You testify as an expert witness in a case involving an accident in which car A slid into the rear of car B, which
was stopped at a red light along a road headed down a hill (Fig. 1). You find that the slope of the hill is Ɵ = 120
, that
the cars were separated by distance d = 24.0 m when the driver of car A put the car into a slide (it lacked any
automatic anti-brake-lock system), and that the speed of car A at the onset of braking was v0 = 18.0 m/s. With what
speed did car A hit car B if the coefficient of kinetic friction was (a) 0.60 (dry road surface) and (b) 0.10 (road
surface covered with wet leaves)?
To find the speed at which car A hits car B in both cases, we need to calculate the deceleration of car A due to friction and then use the equations of motion.
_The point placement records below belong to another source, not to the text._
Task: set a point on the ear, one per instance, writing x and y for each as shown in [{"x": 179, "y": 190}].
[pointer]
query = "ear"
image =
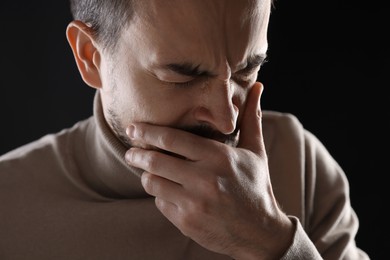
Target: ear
[{"x": 85, "y": 52}]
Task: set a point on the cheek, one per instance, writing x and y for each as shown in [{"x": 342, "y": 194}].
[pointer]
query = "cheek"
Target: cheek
[{"x": 145, "y": 99}]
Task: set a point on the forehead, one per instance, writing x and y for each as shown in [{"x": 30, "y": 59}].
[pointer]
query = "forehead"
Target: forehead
[{"x": 218, "y": 29}]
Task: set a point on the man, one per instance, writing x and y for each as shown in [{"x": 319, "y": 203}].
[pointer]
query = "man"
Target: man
[{"x": 178, "y": 160}]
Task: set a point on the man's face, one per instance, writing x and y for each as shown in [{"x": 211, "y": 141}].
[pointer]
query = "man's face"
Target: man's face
[{"x": 186, "y": 64}]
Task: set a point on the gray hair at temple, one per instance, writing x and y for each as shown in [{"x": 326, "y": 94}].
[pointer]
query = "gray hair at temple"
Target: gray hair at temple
[{"x": 106, "y": 18}]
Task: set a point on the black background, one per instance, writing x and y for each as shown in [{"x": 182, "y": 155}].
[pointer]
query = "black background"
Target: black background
[{"x": 328, "y": 65}]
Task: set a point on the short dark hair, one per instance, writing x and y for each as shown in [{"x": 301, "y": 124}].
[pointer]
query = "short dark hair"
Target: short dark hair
[{"x": 105, "y": 17}]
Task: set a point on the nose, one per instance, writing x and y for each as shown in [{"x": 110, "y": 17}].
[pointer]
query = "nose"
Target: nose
[{"x": 217, "y": 107}]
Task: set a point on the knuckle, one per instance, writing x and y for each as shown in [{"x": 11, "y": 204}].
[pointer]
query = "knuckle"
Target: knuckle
[
  {"x": 150, "y": 161},
  {"x": 147, "y": 182},
  {"x": 166, "y": 140}
]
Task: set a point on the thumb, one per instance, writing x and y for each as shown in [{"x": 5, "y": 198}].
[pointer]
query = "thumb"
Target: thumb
[{"x": 251, "y": 135}]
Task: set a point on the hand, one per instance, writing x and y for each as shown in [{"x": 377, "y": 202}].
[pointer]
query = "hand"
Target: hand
[{"x": 218, "y": 195}]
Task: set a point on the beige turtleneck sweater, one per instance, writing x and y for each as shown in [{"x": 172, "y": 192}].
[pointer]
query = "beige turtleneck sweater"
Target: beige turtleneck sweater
[{"x": 71, "y": 195}]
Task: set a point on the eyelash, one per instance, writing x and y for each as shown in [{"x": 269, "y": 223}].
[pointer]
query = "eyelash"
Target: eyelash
[{"x": 244, "y": 73}]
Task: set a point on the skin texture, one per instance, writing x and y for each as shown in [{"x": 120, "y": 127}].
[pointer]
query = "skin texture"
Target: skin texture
[{"x": 196, "y": 133}]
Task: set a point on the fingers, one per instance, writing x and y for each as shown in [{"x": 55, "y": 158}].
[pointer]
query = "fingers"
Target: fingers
[
  {"x": 179, "y": 142},
  {"x": 157, "y": 163},
  {"x": 251, "y": 136}
]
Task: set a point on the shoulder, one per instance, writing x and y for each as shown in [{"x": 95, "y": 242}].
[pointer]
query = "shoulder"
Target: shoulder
[{"x": 39, "y": 152}]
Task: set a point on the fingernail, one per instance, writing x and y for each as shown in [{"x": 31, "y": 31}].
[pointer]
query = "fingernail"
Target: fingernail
[{"x": 130, "y": 131}]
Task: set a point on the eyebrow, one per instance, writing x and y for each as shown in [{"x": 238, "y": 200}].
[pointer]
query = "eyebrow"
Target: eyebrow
[{"x": 192, "y": 70}]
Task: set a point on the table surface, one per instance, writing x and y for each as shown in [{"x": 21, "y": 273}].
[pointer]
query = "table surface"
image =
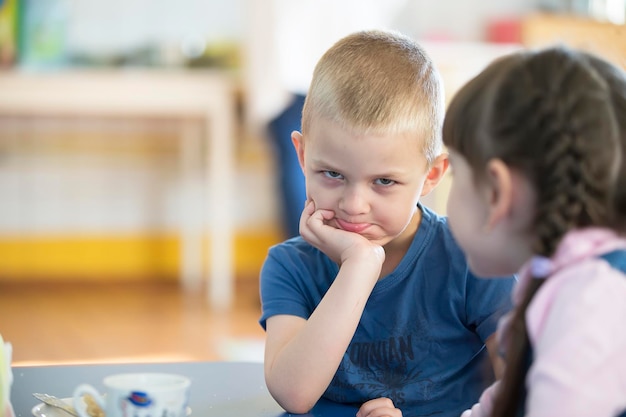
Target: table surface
[{"x": 220, "y": 389}]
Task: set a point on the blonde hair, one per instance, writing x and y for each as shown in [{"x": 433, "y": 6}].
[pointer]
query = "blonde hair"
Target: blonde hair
[{"x": 378, "y": 82}]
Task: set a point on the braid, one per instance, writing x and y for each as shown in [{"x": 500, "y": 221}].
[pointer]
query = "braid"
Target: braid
[{"x": 565, "y": 116}]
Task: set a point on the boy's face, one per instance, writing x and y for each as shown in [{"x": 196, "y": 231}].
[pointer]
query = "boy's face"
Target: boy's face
[{"x": 371, "y": 182}]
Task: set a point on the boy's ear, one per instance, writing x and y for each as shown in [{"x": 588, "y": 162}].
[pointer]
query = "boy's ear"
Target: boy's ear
[
  {"x": 298, "y": 144},
  {"x": 435, "y": 173},
  {"x": 500, "y": 193}
]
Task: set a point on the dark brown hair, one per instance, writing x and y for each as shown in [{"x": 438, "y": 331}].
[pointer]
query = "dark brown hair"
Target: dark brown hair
[{"x": 549, "y": 115}]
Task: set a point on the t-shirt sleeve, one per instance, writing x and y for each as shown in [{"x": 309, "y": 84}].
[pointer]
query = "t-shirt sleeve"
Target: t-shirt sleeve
[
  {"x": 487, "y": 299},
  {"x": 283, "y": 288}
]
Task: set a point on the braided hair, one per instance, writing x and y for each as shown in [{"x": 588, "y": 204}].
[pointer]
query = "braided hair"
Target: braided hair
[{"x": 548, "y": 115}]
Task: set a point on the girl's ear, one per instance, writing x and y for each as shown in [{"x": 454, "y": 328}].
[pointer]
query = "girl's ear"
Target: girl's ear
[
  {"x": 298, "y": 144},
  {"x": 435, "y": 173},
  {"x": 500, "y": 192}
]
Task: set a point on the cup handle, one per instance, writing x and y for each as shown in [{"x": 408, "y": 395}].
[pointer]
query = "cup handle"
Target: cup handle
[{"x": 79, "y": 404}]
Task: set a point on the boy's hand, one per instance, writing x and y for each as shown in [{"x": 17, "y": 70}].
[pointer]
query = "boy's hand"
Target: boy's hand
[
  {"x": 338, "y": 244},
  {"x": 379, "y": 407}
]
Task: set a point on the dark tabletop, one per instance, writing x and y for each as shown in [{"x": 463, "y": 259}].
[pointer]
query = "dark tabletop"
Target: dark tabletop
[{"x": 220, "y": 389}]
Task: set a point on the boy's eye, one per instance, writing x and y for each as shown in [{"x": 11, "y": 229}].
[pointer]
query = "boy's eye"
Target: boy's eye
[
  {"x": 332, "y": 174},
  {"x": 384, "y": 181}
]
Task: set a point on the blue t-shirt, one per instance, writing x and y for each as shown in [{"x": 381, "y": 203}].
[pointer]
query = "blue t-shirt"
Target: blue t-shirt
[{"x": 420, "y": 340}]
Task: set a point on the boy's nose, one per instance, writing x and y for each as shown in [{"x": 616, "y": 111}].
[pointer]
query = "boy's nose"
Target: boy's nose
[{"x": 354, "y": 201}]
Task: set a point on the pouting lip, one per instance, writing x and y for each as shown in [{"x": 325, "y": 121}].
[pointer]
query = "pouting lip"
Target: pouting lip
[{"x": 352, "y": 227}]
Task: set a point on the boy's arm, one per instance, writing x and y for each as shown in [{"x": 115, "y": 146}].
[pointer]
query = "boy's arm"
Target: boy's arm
[{"x": 302, "y": 356}]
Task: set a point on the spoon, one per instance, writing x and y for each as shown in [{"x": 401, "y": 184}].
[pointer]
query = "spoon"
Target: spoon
[{"x": 56, "y": 402}]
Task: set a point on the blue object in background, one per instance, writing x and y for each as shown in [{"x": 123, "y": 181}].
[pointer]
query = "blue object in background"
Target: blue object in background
[{"x": 290, "y": 178}]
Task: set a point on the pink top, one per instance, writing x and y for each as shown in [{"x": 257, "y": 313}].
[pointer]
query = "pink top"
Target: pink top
[{"x": 577, "y": 327}]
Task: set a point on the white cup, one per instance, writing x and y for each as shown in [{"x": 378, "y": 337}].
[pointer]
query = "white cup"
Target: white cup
[{"x": 138, "y": 395}]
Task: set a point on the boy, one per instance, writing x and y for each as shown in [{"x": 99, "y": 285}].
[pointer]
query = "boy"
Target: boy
[{"x": 375, "y": 298}]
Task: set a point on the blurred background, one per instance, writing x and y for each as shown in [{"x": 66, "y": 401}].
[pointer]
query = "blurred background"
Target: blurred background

First, let's calculate the deceleration (acceleration due to friction) of car A. The force of friction can be calculated using the equation:
F_friction = μN
where μ is the coefficient of kinetic friction and N is the normal force.
The normal force (N) can be calculated using the equation:
N = mgcos(Ɵ)
where m is the mass of car A and g is the acceleration due to gravity (approximated as 9.8 m/s^2).
Now, the force of friction can be calculated as:
F_friction = μmgcos(Ɵ)
Next, we can use Newton's second law of motion to relate the force of friction to the acceleration:
F_friction = ma
Combining the above equations, we get:
μmgcos(Ɵ) = ma
We can solve this equation for acceleration (a):
a = μgcos(Ɵ)
With the acceleration known, we can now use the equations of motion to find the final velocity of car A.
For a car starting from an initial velocity (v0) and coming to a stop, the equation relating the final velocity (v), initial velocity (v0), acceleration (a), and distance (d) is given by:
v^2 = v0^2 + 2ad
We want to find the final velocity (v) when the distance (d) is equal to the initial separation distance between the two cars (24.0 m).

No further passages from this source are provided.